Dall’altro lato, chi argomentava che l’elevato tasso di inflazione non era un episodio temporaneo aveva altre cause in mente. In particolare, riteneva responsabilie la combinazione di politiche monetarie e fiscali. Ovvero, la politica monetaria, mantenendo i tassi di interesse artificialmente bassi, avrebbe facilitato trasferimenti e spesa governativa finanziati in deficit, aumentando la quantità di moneta a disposizione dei cittadini. Questa moneta aggiuntiva si sarebbe trasformata gradualmente in spesa, provocando un aumento generalizzato dei prezzi qualche mese dopo.
Siccome non c’è limite alla quantità di moneta che può essere creata attraverso questo meccanismo, azioni di questo tipo possono causare un aumento permanente dell’inflazione. Ma è importante accorgersi di questo: un aumento permanente del tasso di inflazione è possibile solo in seguito a un aumento permanente del tasso di crescita della quantità di moneta.
A questo punto, bisogna porsi la seguente domanda: chi sosteneva che l’aumento dell’inflazione era permanente cosa intendeva? Sosteneva che avremmo dovuto osservare tassi di inflazione ben al di sopra del 2% per anni, se non decenni? Oppure sosteneva che il tasso di inflazione sarebbe tornato a livelli accettabili solo in seguito a un cambio di rotta da parte della banca centrale? Non posso rispondere per queste persone, ma ritengo più plausibile che l’argomentazione più diffusa fosse la seconda.
La prima argomentazione invece presume due alternative. O si riteneva che le banche centrali avrebbero continuato a ignorare i segnali inflazionistici per sempre (cosa che alla fine non è avvenuta, e che sarebbe stata assai bizzarra siccome la stabilità dei prezzi è tra gli obiettivi primari specificati nei mandati delle banche centrali pressoché ovunque). Oppure, si ritiene che le banche centrali non siano in grado di frenare il tasso di crescita della moneta o un alto tasso di inflazione, teoria affascinante, seppur implausibile.
Chi invece propendeva per la seconda spiegazione, non dovrebbe essere sorpreso nel vedere l’inflazione calare. La Federal Reserve ha agito con vigore, seppur in ritardo. In aggiunta, i grandi stimoli fiscali del periodo covid non si ripetono più da mesi. Dunque, le condizioni che avrebbero reso l’aumento dell’inflazione permanente sono venute a mancare.
Quest’ultima affermazione può trovare conferma nei dati mostrati nel grafico sottostante.

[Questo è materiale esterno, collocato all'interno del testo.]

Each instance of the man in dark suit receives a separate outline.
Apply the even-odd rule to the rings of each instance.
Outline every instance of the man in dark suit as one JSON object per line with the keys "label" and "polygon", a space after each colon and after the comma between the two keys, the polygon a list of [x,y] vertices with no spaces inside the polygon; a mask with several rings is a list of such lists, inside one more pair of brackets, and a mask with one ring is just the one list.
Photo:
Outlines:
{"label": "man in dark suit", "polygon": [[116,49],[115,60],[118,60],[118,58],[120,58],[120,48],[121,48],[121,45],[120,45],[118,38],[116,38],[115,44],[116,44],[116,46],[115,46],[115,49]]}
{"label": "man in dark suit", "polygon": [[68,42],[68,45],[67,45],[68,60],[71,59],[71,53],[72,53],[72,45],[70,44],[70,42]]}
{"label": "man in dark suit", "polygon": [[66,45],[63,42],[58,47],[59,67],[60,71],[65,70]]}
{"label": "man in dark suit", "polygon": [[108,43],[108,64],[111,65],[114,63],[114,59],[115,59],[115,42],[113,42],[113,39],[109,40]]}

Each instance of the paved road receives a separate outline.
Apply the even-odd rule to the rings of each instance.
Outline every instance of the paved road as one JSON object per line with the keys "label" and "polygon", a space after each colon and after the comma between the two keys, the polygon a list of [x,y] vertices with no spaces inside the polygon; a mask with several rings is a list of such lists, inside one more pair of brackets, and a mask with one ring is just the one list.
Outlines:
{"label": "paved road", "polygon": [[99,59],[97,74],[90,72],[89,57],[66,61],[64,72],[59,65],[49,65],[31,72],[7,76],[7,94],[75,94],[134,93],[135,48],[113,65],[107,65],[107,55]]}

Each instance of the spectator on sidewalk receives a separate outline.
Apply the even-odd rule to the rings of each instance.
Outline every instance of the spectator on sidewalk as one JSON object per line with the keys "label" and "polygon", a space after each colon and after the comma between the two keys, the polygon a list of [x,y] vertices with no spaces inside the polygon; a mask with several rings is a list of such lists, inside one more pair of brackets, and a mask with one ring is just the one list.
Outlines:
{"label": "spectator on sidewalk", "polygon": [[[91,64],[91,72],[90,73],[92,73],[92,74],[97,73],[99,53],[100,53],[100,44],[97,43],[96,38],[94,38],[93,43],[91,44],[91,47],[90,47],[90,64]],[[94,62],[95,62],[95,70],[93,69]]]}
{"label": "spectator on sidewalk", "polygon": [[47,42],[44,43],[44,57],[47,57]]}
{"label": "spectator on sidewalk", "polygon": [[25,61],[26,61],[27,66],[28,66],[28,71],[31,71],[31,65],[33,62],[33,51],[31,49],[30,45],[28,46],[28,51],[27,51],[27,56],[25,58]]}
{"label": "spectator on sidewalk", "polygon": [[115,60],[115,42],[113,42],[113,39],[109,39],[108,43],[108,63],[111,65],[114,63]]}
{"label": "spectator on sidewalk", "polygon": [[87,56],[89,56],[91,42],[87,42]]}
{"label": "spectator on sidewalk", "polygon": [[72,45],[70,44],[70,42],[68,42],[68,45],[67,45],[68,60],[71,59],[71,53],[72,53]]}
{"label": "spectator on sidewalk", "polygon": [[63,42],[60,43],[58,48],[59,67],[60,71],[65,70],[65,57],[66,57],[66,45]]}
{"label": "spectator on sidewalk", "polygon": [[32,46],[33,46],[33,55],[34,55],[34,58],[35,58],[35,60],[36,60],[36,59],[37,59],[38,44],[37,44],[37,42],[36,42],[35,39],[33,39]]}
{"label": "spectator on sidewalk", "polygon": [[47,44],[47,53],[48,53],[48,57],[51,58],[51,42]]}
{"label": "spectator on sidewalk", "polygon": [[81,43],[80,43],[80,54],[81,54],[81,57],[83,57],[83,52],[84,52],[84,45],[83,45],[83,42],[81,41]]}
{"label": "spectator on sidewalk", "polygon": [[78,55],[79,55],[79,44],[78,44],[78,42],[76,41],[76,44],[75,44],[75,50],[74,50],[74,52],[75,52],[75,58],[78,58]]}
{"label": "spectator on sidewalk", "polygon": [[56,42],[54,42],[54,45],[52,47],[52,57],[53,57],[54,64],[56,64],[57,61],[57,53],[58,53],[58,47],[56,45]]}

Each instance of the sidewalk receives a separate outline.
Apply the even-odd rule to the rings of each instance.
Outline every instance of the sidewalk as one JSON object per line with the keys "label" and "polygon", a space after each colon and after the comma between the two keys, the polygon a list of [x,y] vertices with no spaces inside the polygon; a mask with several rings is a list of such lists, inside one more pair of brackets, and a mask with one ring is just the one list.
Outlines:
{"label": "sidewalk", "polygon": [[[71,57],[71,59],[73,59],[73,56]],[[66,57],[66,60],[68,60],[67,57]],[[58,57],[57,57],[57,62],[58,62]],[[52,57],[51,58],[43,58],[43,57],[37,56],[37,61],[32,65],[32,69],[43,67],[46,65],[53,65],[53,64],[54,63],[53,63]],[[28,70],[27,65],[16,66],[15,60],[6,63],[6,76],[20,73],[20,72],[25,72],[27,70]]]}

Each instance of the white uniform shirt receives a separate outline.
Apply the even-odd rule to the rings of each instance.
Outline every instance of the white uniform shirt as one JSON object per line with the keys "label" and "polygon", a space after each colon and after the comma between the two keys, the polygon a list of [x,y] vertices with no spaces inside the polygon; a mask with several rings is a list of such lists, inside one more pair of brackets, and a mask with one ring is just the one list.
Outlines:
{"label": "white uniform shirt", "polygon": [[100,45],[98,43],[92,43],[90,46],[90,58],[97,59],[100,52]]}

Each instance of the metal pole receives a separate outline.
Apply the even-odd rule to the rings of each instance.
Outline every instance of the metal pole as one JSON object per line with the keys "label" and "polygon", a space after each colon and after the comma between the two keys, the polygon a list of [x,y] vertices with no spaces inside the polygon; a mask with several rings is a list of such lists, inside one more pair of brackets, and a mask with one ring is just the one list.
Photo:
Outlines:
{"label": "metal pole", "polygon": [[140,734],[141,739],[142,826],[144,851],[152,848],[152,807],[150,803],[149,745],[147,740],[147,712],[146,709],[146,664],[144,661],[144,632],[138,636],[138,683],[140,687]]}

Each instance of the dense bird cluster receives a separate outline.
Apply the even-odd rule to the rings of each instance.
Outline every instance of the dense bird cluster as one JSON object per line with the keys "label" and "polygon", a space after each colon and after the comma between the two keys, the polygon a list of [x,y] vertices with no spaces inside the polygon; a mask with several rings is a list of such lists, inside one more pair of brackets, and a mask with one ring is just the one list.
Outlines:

Si nota un enorme aumento tasso di crescita della moneta prima dell’inizio del fenomeno inflazionistico, a cui segue un aumento dell’inflazione. Ma il tasso di crescita della moneta non rimane permanentemente alto. Anzi, comincia a calare raggiungendo livelli pre-covid nel giro di un paio di anni. Per quanto questo aumento nella quantità di moneta non si sia trasformato (ancora?) totalmente in un aumento dei prezzi, il calo dell’inflazione è preceduto da un calo del tasso di crescita della moneta.
Si spera che questo calo prosegua nei mesi futuri. Se così dovesse essere, la tesi secondo cui l’aumento dell’inflazione sarebbe stato frutto di una situazione temporanea (e che si utilizzava per suggerire alle banche centrali di non agire per ridurlo) non sarebbe invalidata. Ma esiste quantomeno una spiegazione alternativa che i dati finora non smentiscono.